On the $n$-dimensional Euclidian space $\mathbb{R}^n$, the class of tempered distributions is defined in terms of the Schwartz space $\mathcal{S} (\mathbb{R}^n)$, which is the space of all functions $f \in C^{\infty} (\mathbb{R}^n)$ such that for every pair of multi-indices $\alpha, \beta$ there exists constants $C_{\alpha, \beta} > 0$ satisfying
$$ \rho_{\alpha, \beta} (f) := \sup_{x \in \mathbb{R}^n} \bigg| x^{\alpha} \partial^{\beta} f(x) \bigg| \leq C_{\alpha, \beta}. $$
On $\mathcal{S} (\mathbb{R}^n)$, the Fourier transform $\mathcal{F}$ is defined as
$$ (\mathcal{F} f)(\xi) = \int_{\mathbb{R}^n} f(x) e^{-2\pi i x \xi} dx, $$
and one can show that $\mathcal{F} f \in \mathcal{S} (\mathbb{R}^n)$ whenever $f \in \mathcal{S}(\mathbb{R}^n)$. In fact, the Fourier transform $\mathcal{F}$ is a homeomorphism from $\mathcal{S}(\mathbb{R}^n)$ onto $\mathcal{S}(\mathbb{R}^n)$.
The class of tempered distributions on $\mathbb{R}^n$ is now defined as the topological dual space $(\mathcal{S}(\mathbb{R}^n))'$, i.e., a tempered distribution is a continuous linear functional on $\mathcal{S}(\mathbb{R}^n)$. The Fourier transform $\mathcal{F} : \mathbb{S}(\mathbb{R}^n) \to \mathbb{S}(\mathbb{R}^n)$ can be canonically extended to a mapping $\mathcal{F} : \mathbb{S}((\mathbb{R}^n))' \to (\mathbb{S}(\mathbb{R}^n))'$.
A generalisation of the Fourier transform to tempered distributions on locally compact Abelian groups $G$ is straightforward whenever there is an appropriate definition of the Schwartz space on $G$. The space $\mathcal{L} (G)$ defined next is such a generalisation:
Let $\mathcal{A}(G)$ be the space of all function $f \in L^{\infty} (G)$ for which there exists a compact set $C(f) \subset G$ such that for every $n \in \mathbb{N}$ there exists a constant $C_n$ such that for each $k \in \mathbb{N}^+$
$$ \| f|_{G \setminus C(f)^k} \|_{\infty} \leq C_n k^{-n}.$$
Denote
$$\mathcal{L}(G) := \{ f \in \mathcal{A} (G) \; | \; \mathcal{F} f \in \mathcal{A} (\widehat{G}) \}. $$
The space $\mathcal{L}(G)$ was introduced by Osborne in his paper On the Schwartz–Bruhat space and the Paley-Wiener theorem for locally compact abelian groups, and it is a characterisation of the Schwartz-Bruhat space $\mathcal{S}_b (G)$, which was introduced by Bruhat's Distributions sur un group localement compact et applications sons a l'étude de représentations des groups p-adiques.
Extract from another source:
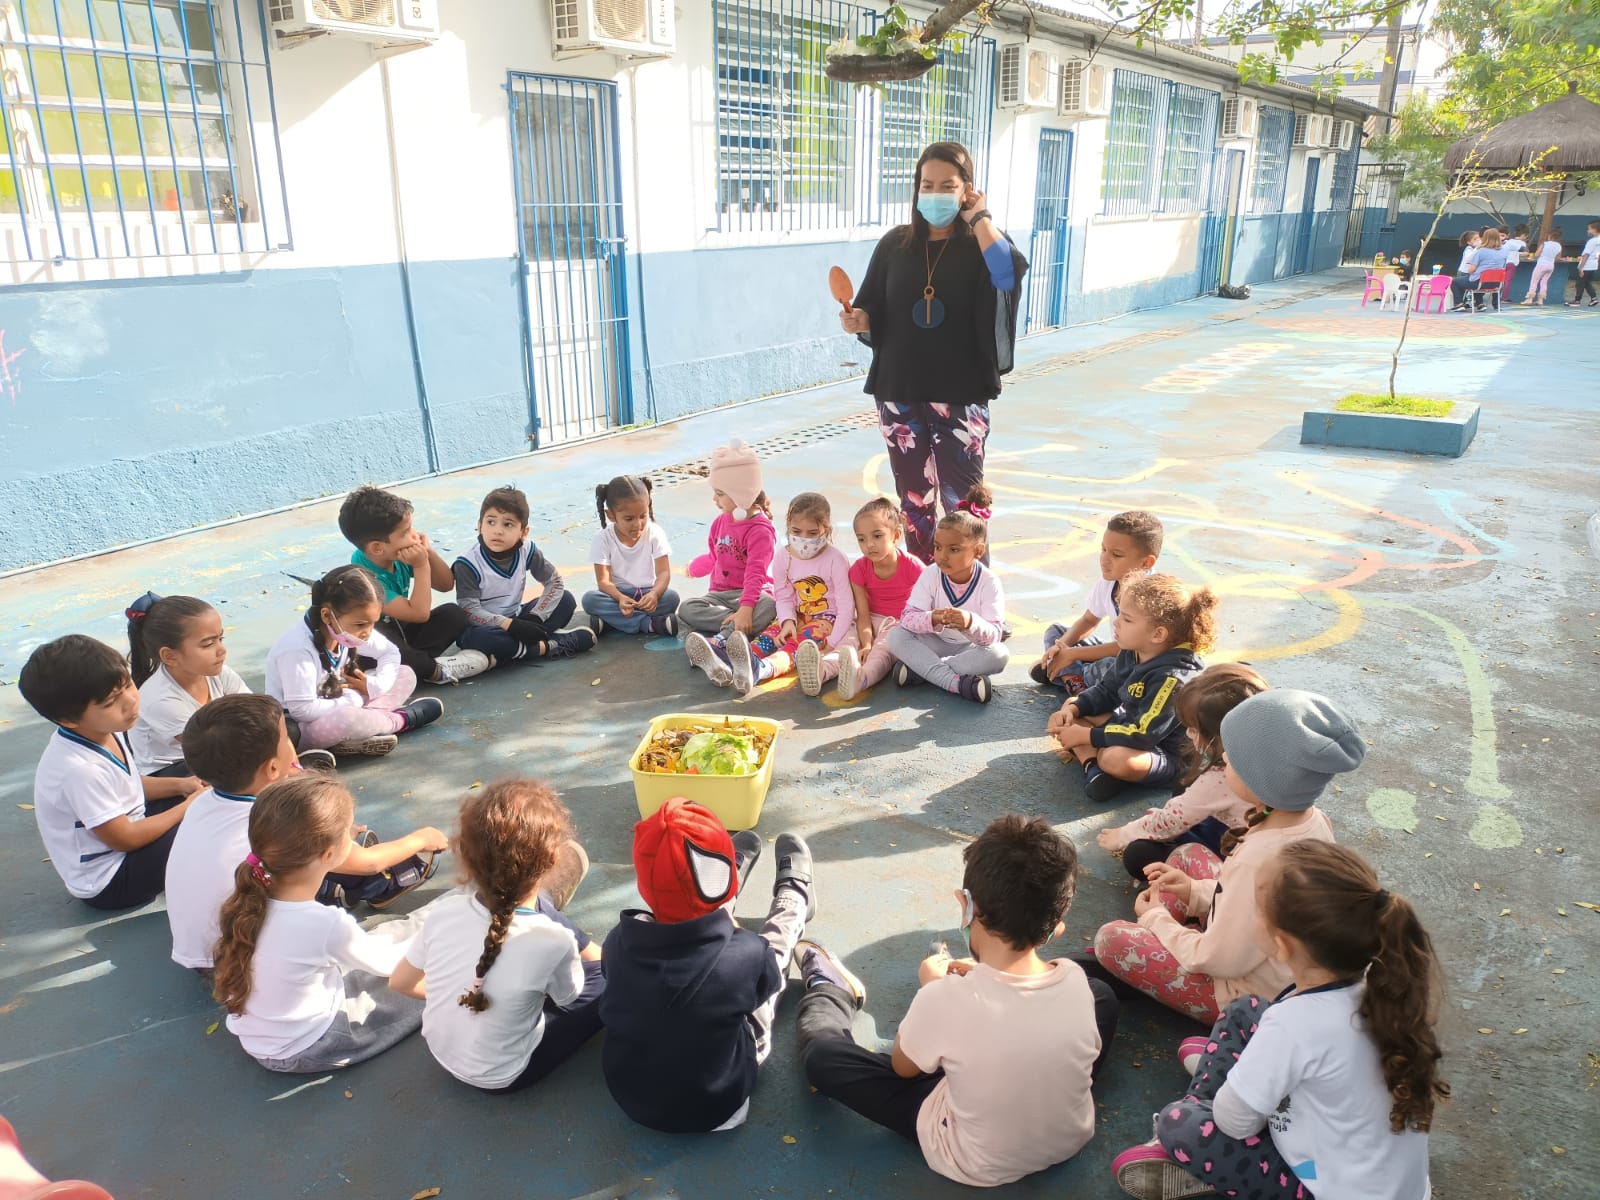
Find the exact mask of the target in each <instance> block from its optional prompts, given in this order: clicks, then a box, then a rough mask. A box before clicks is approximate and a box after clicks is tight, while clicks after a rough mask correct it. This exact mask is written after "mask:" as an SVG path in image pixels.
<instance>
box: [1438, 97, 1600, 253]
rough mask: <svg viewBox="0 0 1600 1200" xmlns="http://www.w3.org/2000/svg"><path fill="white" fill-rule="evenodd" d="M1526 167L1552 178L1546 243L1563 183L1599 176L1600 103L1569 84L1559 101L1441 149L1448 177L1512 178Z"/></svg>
mask: <svg viewBox="0 0 1600 1200" xmlns="http://www.w3.org/2000/svg"><path fill="white" fill-rule="evenodd" d="M1530 168H1531V170H1534V171H1539V173H1542V174H1546V176H1549V179H1550V186H1549V189H1547V190H1546V194H1544V227H1542V229H1541V232H1539V238H1541V240H1544V238H1547V237H1549V235H1550V227H1552V226H1554V224H1555V200H1557V197H1560V194H1562V189H1563V187H1565V186H1566V178H1568V176H1571V174H1576V173H1581V171H1600V104H1595V102H1594V101H1590V99H1586V98H1582V96H1579V94H1578V85H1576V83H1568V85H1566V94H1565V96H1562V98H1560V99H1558V101H1550V102H1549V104H1541V106H1539V107H1538V109H1534V110H1533V112H1526V114H1523V115H1522V117H1512V118H1510V120H1509V122H1501V123H1499V125H1496V126H1494V128H1493V130H1490V131H1488V133H1475V134H1472V136H1470V138H1462V139H1461V141H1459V142H1456V144H1454V146H1451V147H1450V149H1448V150H1445V170H1446V171H1450V173H1451V174H1454V173H1458V171H1462V170H1470V171H1482V173H1486V174H1510V173H1514V171H1526V170H1530Z"/></svg>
The original definition of the Schwartz-Bruhat space given by Bruhat is probably a more straightforward generalisation of $\mathcal{S}(\mathbb{R}^n)$ since it uses so-called polynomial differential operators. However, the treatment by Bruhat uses the structure theory for locally compact Abelian groups extensively, which is clearly more involved than needed in order to define $\mathcal{S}_b (\mathbb{R})$ by Osborne's characterisation.
An English text that I would recommend for a treatment of Bruhat's original definition of the Schwartz-Bruhat space is Wawrzy´nczyk's On Tempered Distributions and Bochner-Schwartz Theorem on Arbitrary Locally Compact Abelian Groups.